Vincent Lübeck. Complete Organ and keyboard works vol I. Edited by Siegbert Rampe. Bärenreiter Urtext BA 8449.

The long-lived Vincent Lübeck (1654-1740) was highly regarded in his day, becoming organist at St Nicholas Hamburg in 1702, the post passing upon his death to his son also named Vincent. Siegbert Rampe has collected all the known works by the two Vincents for publication in two volumes. This first volume includes obligato pedal pieces intended primarily for organ, (3 Praeludia in C, C minor and D minor and a lengthy chorale fantasia on Ich ruf zu Dir) although of course those who are fortunate enough to own a pedal clavichord will enjoy the challenges posed by the multi-section Praeludia.

Of far greater interest to other clavichordists will be the set of 45 pieces included in the MS SMG 1691 finally published here for the first time. This collection of mainly short pieces contains primarily dances (several in Da Capo form) and aria settings, comparable to the Anna Magdalena Bach notebook in its extent.
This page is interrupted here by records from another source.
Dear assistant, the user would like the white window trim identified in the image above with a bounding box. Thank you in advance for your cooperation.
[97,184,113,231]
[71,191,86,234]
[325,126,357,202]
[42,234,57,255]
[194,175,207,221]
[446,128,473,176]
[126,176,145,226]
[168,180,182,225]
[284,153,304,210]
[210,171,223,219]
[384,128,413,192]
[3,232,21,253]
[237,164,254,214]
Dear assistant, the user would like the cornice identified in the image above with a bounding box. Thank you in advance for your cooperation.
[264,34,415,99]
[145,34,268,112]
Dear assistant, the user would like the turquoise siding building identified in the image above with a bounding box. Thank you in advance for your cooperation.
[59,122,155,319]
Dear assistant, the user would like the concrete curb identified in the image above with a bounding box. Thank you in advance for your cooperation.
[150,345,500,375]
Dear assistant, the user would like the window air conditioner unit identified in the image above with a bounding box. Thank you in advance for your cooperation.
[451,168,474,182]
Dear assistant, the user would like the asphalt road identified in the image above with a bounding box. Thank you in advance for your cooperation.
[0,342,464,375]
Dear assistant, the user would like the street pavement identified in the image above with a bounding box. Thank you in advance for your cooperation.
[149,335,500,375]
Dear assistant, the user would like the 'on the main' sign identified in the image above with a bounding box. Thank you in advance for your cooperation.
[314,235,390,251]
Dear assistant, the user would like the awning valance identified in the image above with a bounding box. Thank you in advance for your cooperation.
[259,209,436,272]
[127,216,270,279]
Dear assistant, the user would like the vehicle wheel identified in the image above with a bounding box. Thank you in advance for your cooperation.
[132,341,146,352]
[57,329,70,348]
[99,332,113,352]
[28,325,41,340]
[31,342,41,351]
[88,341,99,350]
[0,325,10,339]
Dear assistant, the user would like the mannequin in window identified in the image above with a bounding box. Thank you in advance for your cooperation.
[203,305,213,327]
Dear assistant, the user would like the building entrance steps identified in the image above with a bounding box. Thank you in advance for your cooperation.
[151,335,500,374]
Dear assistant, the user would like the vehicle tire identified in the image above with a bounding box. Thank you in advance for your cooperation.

Most of the pieces are anonymous, but a few are ascribed to the two Lübecks, of which the most substantial are a Prelude and Ciaconne with 12 variations (the last containing almost exclusively written out trills commencing on the main note) which display much compositional variety, and a suite in A minor which contains the normal 4 movements, the Allemande and Courante containing unusual harmonic progressions. The Gigue is homophonic, and far less demanding than the complex examples of Reincken and Buxtehude. Two variations on Folie d’Espagne are quietly attractive whilst dynamic markings of f and p in the Air no. 23 and Menuet no. 43 may well imply that the collection was indeed intended for clavichord. An interesting comment in the introduction informs us that clavichords in Hamburg c 1700 cost only 10-15% of the price of a harpsichord! The pieces were clearly intended for amateurs, and, , may well have been used for teaching; they would fulfil this function admirably today, providing many examples to illustrate technical points. Their charm and simple yet melodic inventiveness also makes them a pleasure to play. It is a great pity that no further examples of keyboard suites by the Lübecks outside of the one in this collection and the one published by the father in 1728 have come to light.

The scholarly introduction contains a full discussion and description of the sources as well as performance practice including ornamentation, the trill in Hamburg c1710 apparently still commencing with the main note, the upper auxiliary being indicated by an appoggiatura. Siegbert Rampe continues to offer scholarly texts of the highest quality and this particular example should be a welcome addition to the library of teachers and players.